A statistical compression of dissolution data was carried out using dissimilarity (f₁) and similarity (f₂) in Table 6. The comparison of in vitro dissolution profiles of products B. No. SR-007 and SR-008 with reference product (Brand-’X’ 40mg) are shown Figure 6. f ₁and f₂ value of SR-007 is 16.52% and 51.45%. f₁ and f₂ value of SR-008 is 7.76% and 68.55%.

Figure 6:
f₁ and f₂ study for B. No. SR-007 (6A) and B. No. SR-008 (6B).

R² values of different mathematical models are shown in Table 7 for SR-007 and SR-008.

Table 8 shows stability study of SR-008 considered as optimum formulation.

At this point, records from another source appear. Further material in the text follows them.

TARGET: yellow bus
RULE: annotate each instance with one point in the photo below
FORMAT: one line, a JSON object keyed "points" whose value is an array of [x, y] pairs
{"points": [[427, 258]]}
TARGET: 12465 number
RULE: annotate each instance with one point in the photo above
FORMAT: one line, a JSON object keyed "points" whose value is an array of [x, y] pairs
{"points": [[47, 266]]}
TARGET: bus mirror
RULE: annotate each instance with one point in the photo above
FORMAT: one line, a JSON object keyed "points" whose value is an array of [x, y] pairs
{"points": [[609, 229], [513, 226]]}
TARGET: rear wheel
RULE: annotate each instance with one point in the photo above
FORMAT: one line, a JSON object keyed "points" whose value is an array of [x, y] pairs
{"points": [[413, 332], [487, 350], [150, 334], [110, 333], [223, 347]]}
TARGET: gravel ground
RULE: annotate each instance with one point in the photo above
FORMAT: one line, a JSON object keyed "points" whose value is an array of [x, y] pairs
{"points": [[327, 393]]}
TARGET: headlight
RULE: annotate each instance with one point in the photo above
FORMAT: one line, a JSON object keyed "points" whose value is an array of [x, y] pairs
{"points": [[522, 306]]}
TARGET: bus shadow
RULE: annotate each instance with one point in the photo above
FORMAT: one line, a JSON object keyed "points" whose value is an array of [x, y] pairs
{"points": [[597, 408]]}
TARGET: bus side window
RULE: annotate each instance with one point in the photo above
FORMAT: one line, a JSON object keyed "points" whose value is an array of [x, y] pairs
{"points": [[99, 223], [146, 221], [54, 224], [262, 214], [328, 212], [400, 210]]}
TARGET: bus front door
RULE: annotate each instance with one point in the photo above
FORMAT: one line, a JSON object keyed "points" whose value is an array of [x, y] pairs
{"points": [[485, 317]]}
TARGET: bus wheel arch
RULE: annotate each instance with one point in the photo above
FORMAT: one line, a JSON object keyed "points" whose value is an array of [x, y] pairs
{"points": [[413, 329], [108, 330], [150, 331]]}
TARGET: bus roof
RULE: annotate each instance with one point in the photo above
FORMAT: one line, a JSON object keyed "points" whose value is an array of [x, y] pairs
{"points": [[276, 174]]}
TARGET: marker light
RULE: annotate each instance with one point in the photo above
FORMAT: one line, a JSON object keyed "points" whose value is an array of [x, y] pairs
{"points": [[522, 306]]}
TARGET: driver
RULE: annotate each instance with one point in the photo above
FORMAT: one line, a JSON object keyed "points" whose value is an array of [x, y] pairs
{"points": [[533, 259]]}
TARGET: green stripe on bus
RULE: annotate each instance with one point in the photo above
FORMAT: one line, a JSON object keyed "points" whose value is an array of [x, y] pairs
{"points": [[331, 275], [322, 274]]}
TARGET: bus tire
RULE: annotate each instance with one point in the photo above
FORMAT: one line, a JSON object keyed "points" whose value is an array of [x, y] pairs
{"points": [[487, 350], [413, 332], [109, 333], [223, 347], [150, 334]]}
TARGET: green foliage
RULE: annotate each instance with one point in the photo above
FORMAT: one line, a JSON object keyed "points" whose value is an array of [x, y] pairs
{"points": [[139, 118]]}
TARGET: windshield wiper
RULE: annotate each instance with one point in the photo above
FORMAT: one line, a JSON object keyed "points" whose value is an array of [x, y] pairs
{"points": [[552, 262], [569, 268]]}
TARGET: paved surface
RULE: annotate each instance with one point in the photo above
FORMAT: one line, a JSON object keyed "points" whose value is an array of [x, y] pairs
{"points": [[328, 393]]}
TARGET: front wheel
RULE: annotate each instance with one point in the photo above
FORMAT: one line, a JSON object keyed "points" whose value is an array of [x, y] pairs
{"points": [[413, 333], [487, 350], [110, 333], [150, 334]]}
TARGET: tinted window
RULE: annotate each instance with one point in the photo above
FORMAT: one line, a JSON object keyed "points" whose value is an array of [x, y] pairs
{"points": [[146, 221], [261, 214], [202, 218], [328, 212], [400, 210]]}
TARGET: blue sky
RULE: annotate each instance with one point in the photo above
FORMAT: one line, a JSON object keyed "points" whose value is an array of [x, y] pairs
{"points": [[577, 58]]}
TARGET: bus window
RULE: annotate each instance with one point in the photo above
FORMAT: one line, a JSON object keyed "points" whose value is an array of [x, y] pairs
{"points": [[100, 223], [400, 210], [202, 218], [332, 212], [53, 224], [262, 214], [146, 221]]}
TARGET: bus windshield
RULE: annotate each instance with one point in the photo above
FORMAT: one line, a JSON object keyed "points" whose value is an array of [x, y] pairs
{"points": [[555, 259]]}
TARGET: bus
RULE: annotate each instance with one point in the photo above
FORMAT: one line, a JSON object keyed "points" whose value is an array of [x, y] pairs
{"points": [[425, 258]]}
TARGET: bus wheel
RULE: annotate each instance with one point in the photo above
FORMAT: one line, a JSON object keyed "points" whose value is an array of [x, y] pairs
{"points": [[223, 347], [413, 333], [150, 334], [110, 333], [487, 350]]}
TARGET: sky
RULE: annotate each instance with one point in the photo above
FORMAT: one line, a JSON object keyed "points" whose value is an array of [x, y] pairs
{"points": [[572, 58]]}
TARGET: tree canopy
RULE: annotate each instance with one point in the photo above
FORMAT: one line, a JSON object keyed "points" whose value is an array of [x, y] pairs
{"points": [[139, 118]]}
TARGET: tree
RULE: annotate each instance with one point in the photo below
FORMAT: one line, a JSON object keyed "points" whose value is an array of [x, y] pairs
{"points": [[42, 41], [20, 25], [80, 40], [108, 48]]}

To choose the best method for creating sustained-release tablets, the trial formulations SR-001, SR-002, and SR-003 were used. The third formulation developed lumps during aqueous wet granulation, while the first two formulations had poor flow characteristics. After analyzing their flow characteristics, non-aqueous wet granulation was chosen as the best method. SR001, SR002, SR-003. Formulations are not compressed due to poor flow properties. In order to achieve a sustained-release profile, combinations of HPMC K4M and HPC LF and HPMC K4M and HPMC K100M were not successful, as shown by a comparison of the percentage release rates of formulations SR-004 and SR-005. Instead, a combination of HPMC K100 M and HPMC K15 M, which contains high-viscosity polymers, was used (1,00,000 cps and 15,000 cps for HPMC K 100M and HPMC K15M respectively). Three distinct formulations (SR-006, SR-007, and SR-008) that contained HPMC K 100 M and HPMC K 15 M in variable proportions were examined. Of these, formulation SR-008 had the highest similarity factor and lowest dissimilarity factor to the reference product in terms of dissolving profile. The melting point of propranolol hydrochloride is within range, according to the thermograms. Therefore, it may be said that the excipients and the drug do not interact. To better understand the drug release behavior, kinetic treatment was applied to the release rates obtained from the optimized formulations B.No. SR-007 and SR-008. Upon the application of different drug release model kinetics, it was found that B.No. SR-007 and B.No. SR-008 follow the Higuchi model which shows continuous drug release for sustained period of time.

Propranolol Hydrochloride has been successfully formulated into a stable sustained-release swellable matrix tablet using HPMC K100M and HPMC K15M polymers with in vitro drug release characteristics that are identical to the reference product brand ‘X’. Also, the produced product is less complicated in terms of formulation ingredients and processing considerations. Propranolol Hydrochloride sustained-release matrix tablet formulation is physiochemically stable. In particular, B.No. SR-008 was determined to be the optimized sustained-release formulation as it is showing better sustained and controlled release 82.3% for 12 hr compared to other formulations. Higher HPMC K100M shows better sustainable profile of drug release.

The facilities required to conduct the research were provided by Brainware University in Barasat and Alkem Laboratories Ltd. in Mumbai, which the authors gratefully acknowledge.